JSTOR is a growing digital library of more than 2,000 academic journals, 8 million digitized articles, 2 million primary source documents, and an overall 46 million pages of content. College students and independent researchers worldwide rely on its archives to get their work done.
When JSTOR decided to expand its offerings to include 20,000 e-books, the business needed had to understand the academic e-book landscape and what researchers needed from e-books - fast. The e-book content needed to be integrated and surfaced in a way that would be optimally helpful for our users.
Below: Search results page, before and after.
I conducted research into what students needed from different content types, worked with product managers to synthesize requirements, and put together designs that successfully integrated all of JSTOR's diverse content into one search platform.
The JSTOR platform had always served other types of content, such as articles, that were fundamentally different, so we needed to round out our understanding of how students do research. Because e-books have different kinds of content, are structured differently, and are used for research differently, our users had different workflows and thus different feature requirements that would be connected in different ways.
First, understand the user. How do e-books fit into their overall research patterns? To answer this, I conducted research interviews contextual inquiry with 7 students to understand their current e-book usage, going to their usual work spots (graduate student corrals, offices, and the library) to observe as they worked.

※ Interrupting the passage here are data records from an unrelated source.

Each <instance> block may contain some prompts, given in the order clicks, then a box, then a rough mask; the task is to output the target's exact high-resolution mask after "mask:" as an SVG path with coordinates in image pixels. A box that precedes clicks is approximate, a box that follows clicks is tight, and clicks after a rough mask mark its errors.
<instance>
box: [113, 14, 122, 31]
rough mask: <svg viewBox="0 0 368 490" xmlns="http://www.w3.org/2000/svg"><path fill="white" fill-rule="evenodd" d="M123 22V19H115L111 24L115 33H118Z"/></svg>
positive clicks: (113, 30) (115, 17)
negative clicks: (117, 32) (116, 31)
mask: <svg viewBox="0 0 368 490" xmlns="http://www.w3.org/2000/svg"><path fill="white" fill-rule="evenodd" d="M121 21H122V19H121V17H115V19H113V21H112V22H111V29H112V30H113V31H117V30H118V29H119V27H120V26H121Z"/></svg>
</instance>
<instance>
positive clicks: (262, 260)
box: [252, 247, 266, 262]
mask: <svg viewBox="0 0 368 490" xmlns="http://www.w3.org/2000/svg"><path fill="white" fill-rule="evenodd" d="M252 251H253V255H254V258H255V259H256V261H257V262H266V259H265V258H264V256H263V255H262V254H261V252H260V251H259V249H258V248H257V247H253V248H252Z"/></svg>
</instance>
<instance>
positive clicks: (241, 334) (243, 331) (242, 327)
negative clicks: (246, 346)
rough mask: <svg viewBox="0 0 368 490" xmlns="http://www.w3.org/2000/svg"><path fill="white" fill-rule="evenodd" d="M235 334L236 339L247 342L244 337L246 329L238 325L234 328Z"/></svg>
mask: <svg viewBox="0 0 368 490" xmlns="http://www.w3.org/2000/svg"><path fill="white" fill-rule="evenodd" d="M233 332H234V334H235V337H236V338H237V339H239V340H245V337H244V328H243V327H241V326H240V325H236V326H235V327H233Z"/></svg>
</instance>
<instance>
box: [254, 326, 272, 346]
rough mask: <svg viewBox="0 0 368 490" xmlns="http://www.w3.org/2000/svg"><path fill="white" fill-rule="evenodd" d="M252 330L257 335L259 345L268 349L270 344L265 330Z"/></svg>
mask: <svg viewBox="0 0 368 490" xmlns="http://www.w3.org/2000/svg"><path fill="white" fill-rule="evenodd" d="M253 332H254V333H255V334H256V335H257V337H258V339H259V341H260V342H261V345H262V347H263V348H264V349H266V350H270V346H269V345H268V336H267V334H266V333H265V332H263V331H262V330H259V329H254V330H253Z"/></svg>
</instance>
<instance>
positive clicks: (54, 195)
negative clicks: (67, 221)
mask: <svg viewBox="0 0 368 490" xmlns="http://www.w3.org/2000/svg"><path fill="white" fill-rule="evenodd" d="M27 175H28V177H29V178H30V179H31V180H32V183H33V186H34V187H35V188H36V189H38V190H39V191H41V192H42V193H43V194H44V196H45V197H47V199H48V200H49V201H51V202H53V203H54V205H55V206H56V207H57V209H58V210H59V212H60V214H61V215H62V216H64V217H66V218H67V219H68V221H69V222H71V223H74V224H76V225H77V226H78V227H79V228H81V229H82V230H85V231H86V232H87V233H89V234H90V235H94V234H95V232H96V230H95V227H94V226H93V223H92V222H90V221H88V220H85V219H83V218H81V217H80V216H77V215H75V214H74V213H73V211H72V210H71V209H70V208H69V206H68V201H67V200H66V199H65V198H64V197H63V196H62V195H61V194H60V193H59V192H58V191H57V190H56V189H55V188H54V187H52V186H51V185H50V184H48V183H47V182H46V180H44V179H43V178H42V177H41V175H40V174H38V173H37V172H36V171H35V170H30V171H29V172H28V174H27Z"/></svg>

I communicated findings through several channels, tailoring to my audience (reports for those who like to read, presentations for those who like to listen, and synthesis posters to provide an actionable summary. This is is a hybrid journey map / mental model for Cynthia, JSTOR's graduate student persona. Here, I show her overall research workflow for books, and how specific features and metadata could serve those needs. This kind of information helped the product manager to weigh and prioritize features throughout the build.
Next, understand and anticipate the user's problems. Scholarly e-books very new at the time, and very few platforms were working with it as a content type, so I conducted usability testing with 9 undergraduate and graduate students on an existing e-book platform to see what problems we could anticipate within the context of scholarly research. Below is a sample finding.
As a result of this study, we decided to give students tools to evaluate the book's quality and relevance from search results (is it from a good publisher? good author? does it cover the right topics?). Design recommendations to address this included easy-to-access metadata, book previews and visual indicators for which chapters their search terms are in.
Another problem that came up: only a specific number of e-books can be in use at a given time. My research showed thatstudents often have projects on similar topics at similar times (the Medieval History final paper, for example). If someone doesn't end up needing the book, better to let them find out sooner rather than going through the workflow and also tying up a resource that someone else could use. Below: Some recommendations to address this.
Below is a screenshot of a JSTOR eBook in the wild. This book is open access and can be explored here: https://www.jstor.org/stable/j.ctt24h7w1
Another problem the research surfaced was the search filtering experience. Searching is at the core of JSTOR's platform, connecting users to those millions and millions of resources. If they can't find something, they can't use it.
We found that e-book search presented unique difficulties to JSTOR's algorithm. For example, a keyword might show up 15 times in a 200-page e-book, but 10 times in a 20-page journal article; the difference in hit density means that e-books would quite often be buried in the search results. We tweaked the algorithm to account for this, and I also took a first pass at the filtering design, trying to find ways to help users easily switch content types and also understand when they may be missingout.
The project also had technical constraints. For example, JSTOR's architecture didn't allow performance-friendly dynamic filtering. I settled on a design that allowed students to work with their filters and then submit all their changes as a single query, which is how it works today.